The officials said the project is expected to help turn S. Korea into an Asian hub for high-tech, advanced content creation. As per Yonhap News Agency, Stephan Trojansky, the head of Netflix's Scanline VFX unit, said that he hopes the proposed huge investment in the country will create more new jobs as well as foster good cooperation with local firms.
"We would like to create 200 jobs for the next six years, and bring new technology of real-time filmmaking and virtual production into the market," the visual effects company leader said at a news conference that was recently held in Seoul. "And develop together this local ecosystem with local universities, bringing training programs and creating opportunities to overall strengthen the local ecosystem of visual effect companies in Korea."
It was noted that the investment was announced amid the deepening competition in the nation's streaming market. This is a time when Netflix and its rivals are all looking to produce original content after the former released the massively successful "Squid Game."
Scanline VFX was first launched in Munich, Germany in 1989, and in November last year, it was reported that it has been acquired by Netflix. The visual effects company is involved in various projects not only for the streaming giant but with a number of global brands as well including Marvel Studios and Warner Bros. One of its most well-known works was the special effects in HBO's popular series "Game of Thrones."

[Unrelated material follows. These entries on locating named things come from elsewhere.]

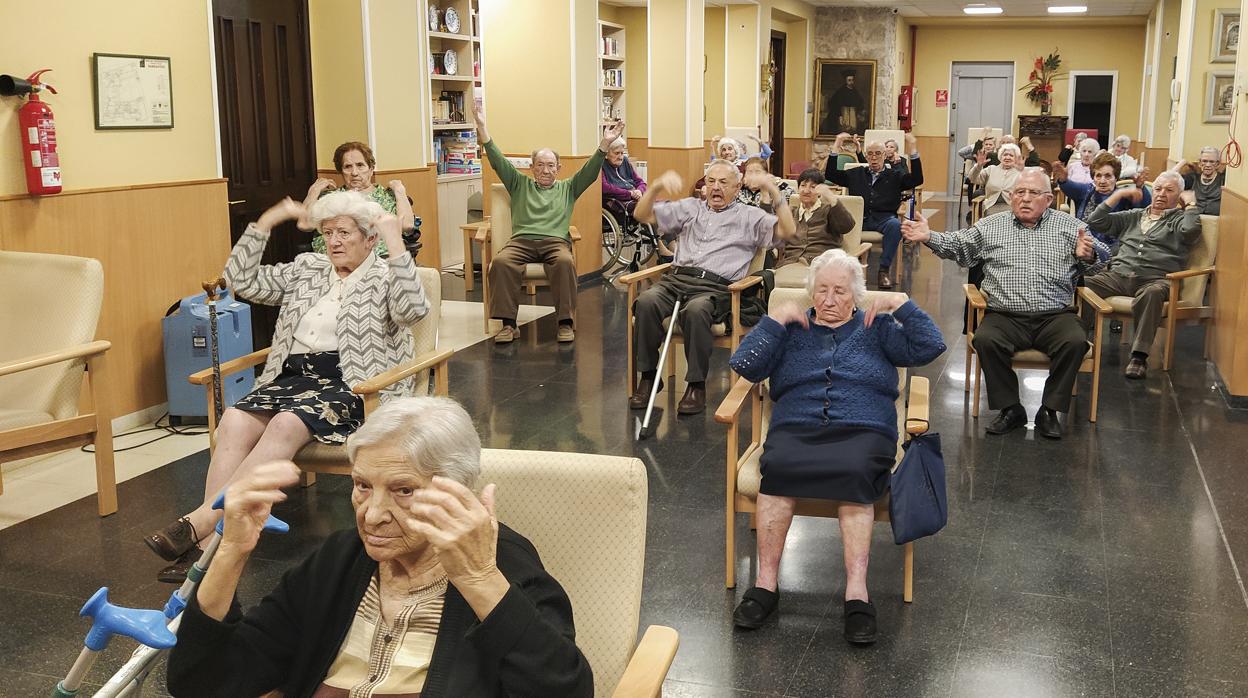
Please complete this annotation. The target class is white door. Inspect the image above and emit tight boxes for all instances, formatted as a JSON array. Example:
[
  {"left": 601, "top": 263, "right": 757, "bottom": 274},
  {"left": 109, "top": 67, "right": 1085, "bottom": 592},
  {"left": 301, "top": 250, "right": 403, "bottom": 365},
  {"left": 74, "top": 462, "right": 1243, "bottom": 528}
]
[{"left": 948, "top": 62, "right": 1013, "bottom": 196}]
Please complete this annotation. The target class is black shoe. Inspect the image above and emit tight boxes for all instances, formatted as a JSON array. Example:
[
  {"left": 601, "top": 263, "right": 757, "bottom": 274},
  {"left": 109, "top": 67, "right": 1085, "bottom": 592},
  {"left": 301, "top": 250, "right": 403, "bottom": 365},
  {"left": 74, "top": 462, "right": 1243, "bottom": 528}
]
[
  {"left": 144, "top": 517, "right": 200, "bottom": 562},
  {"left": 985, "top": 405, "right": 1027, "bottom": 435},
  {"left": 1036, "top": 407, "right": 1062, "bottom": 438},
  {"left": 156, "top": 547, "right": 203, "bottom": 584},
  {"left": 845, "top": 598, "right": 876, "bottom": 644},
  {"left": 733, "top": 587, "right": 780, "bottom": 631}
]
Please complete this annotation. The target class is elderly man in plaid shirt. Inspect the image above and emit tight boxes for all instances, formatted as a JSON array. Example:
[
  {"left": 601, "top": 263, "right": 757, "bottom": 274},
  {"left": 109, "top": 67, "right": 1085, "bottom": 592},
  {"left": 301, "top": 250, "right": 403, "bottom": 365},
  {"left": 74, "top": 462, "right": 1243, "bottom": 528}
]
[{"left": 902, "top": 167, "right": 1108, "bottom": 438}]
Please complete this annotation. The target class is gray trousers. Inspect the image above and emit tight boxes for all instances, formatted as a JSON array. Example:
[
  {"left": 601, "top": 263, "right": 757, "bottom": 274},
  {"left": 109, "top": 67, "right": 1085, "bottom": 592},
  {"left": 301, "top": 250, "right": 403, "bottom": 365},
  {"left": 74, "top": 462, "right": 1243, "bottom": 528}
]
[
  {"left": 1083, "top": 271, "right": 1169, "bottom": 356},
  {"left": 633, "top": 273, "right": 728, "bottom": 383}
]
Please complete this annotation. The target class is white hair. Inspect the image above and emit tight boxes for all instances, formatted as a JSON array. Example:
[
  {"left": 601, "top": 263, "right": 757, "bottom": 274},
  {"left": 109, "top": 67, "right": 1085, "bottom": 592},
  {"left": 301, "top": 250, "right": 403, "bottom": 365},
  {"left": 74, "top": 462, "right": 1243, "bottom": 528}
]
[
  {"left": 806, "top": 248, "right": 866, "bottom": 306},
  {"left": 347, "top": 397, "right": 480, "bottom": 488},
  {"left": 308, "top": 191, "right": 386, "bottom": 237}
]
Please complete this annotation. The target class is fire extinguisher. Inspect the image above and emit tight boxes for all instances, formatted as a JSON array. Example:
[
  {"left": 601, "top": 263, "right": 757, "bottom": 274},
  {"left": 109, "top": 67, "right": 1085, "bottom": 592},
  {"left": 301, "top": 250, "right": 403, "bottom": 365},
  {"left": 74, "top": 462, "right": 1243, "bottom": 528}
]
[{"left": 0, "top": 67, "right": 61, "bottom": 196}]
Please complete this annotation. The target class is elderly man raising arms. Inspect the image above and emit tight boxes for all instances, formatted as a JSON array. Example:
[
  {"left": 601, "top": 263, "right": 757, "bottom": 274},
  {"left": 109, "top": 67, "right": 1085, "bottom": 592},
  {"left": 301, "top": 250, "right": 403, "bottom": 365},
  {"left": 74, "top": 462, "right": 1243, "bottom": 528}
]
[
  {"left": 824, "top": 134, "right": 924, "bottom": 288},
  {"left": 902, "top": 167, "right": 1108, "bottom": 438},
  {"left": 628, "top": 160, "right": 796, "bottom": 415},
  {"left": 1083, "top": 170, "right": 1201, "bottom": 380},
  {"left": 472, "top": 106, "right": 624, "bottom": 345}
]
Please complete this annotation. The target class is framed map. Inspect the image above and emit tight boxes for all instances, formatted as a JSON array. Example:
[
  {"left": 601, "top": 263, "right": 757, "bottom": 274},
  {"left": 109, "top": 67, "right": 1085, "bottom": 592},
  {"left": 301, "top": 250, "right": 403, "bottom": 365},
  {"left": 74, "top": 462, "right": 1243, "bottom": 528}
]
[{"left": 91, "top": 54, "right": 173, "bottom": 129}]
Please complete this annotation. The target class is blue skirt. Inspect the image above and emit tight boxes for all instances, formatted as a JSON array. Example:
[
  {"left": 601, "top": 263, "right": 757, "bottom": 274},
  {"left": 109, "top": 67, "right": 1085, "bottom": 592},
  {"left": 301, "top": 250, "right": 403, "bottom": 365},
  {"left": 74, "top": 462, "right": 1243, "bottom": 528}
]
[{"left": 759, "top": 425, "right": 897, "bottom": 504}]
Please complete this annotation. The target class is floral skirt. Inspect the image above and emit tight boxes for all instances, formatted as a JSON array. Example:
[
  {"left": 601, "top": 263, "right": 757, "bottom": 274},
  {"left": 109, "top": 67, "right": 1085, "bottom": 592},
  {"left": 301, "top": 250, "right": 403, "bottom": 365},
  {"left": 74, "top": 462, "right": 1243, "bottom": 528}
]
[{"left": 233, "top": 351, "right": 364, "bottom": 443}]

In any case, the country's Ministry of Trade, Industry, and Energy vowed to give all the support that Netflix's Scanline VFX may need under relevant laws. The assistance is to help the company expedite the proposed investment in state-of-the-art movie production.
"Its investment marks the first of its kind in Asia to build facilities for movies' special effects that utilize virtual reality rendition technology," the MOTIE said in a statement. "It will lay the groundwork for South Korea to emerge as an Asian hub for content production based on information and communication technology."
Meanwhile, The Korea Times mentioned that the conference where Netflix's Scanline VFX announced its investment was organized by the MOTIE and attended by Trade Minister Ahn Duk Geun, Stephan Trojansky, and Yu Jeong Yeol, Korea Trade-Investment Promotion Agency president and CEO.